Surflo: Consistent 3D Surface Flow Model with Global State
2026-06-11 • Computer Vision and Pattern Recognition
Computer Vision and Pattern Recognition
AI summaryⓘ
The authors present Surflo, a method that compresses multiple unposed RGB images into a single compact representation to reconstruct 3D surfaces. Unlike previous approaches that produce overlapping or low-resolution outputs, Surflo can generate a flexible number of oriented 3D points without being limited by a fixed grid. It uses a flow matching process to convert noise into surface points and includes a technique to make nearby points consistent by using image gradients during inference. Their approach is faster than optimization-based methods and achieves competitive or better accuracy on 3D surface reconstruction.
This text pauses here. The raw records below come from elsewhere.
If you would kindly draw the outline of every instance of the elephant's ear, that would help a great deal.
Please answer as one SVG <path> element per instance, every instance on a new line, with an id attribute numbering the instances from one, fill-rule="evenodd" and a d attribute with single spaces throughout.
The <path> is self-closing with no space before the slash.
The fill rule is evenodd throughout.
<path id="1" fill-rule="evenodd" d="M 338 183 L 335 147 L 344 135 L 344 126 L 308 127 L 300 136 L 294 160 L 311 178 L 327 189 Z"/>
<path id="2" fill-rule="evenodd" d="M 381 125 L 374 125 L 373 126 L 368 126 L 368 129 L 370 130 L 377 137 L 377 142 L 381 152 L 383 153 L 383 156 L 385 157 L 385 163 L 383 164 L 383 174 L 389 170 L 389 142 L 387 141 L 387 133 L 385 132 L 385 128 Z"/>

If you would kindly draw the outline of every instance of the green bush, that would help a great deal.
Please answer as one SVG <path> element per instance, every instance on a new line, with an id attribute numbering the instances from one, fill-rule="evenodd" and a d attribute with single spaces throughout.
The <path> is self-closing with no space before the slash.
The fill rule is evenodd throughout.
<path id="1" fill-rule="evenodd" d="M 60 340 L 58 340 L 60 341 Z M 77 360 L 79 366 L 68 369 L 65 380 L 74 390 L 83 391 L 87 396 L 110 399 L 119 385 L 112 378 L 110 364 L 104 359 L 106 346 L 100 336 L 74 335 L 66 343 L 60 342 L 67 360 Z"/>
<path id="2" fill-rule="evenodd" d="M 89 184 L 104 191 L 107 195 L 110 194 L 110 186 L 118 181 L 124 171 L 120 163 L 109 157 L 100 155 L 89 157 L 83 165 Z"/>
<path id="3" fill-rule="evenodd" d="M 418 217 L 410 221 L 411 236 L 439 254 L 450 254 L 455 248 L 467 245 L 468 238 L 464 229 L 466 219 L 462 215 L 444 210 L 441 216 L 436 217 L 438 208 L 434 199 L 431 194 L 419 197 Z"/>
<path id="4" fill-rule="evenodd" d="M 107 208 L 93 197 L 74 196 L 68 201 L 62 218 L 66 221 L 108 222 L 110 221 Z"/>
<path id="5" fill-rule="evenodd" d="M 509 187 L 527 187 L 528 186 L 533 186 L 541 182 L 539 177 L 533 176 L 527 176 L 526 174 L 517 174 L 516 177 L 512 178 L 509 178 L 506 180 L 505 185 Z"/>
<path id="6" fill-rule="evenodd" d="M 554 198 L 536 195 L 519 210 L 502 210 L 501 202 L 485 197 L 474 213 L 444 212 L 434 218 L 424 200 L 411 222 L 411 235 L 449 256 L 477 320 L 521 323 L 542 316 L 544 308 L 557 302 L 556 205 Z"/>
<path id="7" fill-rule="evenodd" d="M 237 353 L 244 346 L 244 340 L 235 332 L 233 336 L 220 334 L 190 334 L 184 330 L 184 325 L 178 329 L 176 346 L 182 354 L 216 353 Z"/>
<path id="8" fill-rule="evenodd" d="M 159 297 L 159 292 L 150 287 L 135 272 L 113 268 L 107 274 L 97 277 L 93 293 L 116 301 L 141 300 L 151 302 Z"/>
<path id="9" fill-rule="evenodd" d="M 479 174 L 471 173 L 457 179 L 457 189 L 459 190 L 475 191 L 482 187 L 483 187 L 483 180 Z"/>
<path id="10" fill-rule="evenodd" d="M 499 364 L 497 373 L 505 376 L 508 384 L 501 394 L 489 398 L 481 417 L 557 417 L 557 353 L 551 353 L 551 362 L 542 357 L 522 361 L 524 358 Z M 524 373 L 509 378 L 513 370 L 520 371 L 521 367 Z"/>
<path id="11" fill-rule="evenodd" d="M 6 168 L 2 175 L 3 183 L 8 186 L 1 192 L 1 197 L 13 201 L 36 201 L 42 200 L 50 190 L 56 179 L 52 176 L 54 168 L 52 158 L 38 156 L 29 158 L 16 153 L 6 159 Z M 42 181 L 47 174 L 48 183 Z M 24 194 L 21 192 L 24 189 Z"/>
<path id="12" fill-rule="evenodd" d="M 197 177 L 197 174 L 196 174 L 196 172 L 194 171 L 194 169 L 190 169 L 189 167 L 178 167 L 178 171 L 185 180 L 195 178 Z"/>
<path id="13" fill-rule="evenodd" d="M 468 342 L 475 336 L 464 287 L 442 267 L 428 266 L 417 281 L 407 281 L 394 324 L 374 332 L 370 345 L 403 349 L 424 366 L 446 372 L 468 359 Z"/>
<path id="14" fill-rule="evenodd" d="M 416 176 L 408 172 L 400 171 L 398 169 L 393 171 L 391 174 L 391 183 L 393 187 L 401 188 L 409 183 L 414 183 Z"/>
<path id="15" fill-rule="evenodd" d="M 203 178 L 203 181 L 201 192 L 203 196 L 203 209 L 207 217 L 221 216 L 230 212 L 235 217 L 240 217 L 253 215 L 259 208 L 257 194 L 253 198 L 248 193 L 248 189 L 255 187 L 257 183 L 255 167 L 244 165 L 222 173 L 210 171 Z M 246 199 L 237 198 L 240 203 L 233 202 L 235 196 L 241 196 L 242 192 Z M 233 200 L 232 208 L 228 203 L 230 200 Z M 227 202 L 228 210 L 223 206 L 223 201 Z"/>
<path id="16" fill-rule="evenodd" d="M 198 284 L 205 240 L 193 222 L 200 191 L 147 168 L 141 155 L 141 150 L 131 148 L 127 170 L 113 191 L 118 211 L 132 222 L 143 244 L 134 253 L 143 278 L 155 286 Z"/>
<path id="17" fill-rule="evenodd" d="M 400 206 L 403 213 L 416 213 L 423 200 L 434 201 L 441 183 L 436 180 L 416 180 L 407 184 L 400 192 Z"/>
3D reconstructionflow matchinglatent representationpoint cloudsRGB imagesODE integrationphotometric gradientsglobal latentsurface metricsfeed-forward methods
Authors
Antoine Guédon, Shu Nakamura, Nicolas Dufour, Jiahui Lei, Ko Nishino, Angjoo Kanazawa
Abstract
Geometry is invariant to viewpoint, which makes any collection of images a redundant encoding of a single 3D state. Existing feed-forward reconstruction models fail to exploit this: per-view methods emit overlapping, unaligned pointmaps that grow linearly with input count, while global-latent methods commit to a fixed, low-resolution output. We introduce Surflo, which compresses a variable number of unposed RGB views into K latent tokens-one global state-and decodes oriented 3D surface points by independently transporting them from noise onto the surface via flow matching. This frees the output from any fixed grid or token budget: the same latent yields from a few thousand to a million points in a single forward pass. To suppress the local inconsistencies inherent to independent per-point decoding, an inference-time guidance term correlates nearby points by injecting a photometric gradient during ODE integration. Surflo matches or surpasses feed-forward baselines on surface metrics, runs an order of magnitude faster than optimization-based methods that require hundreds of views, and is the only feed-forward approach to combine a global latent with arbitrary-resolution decoding.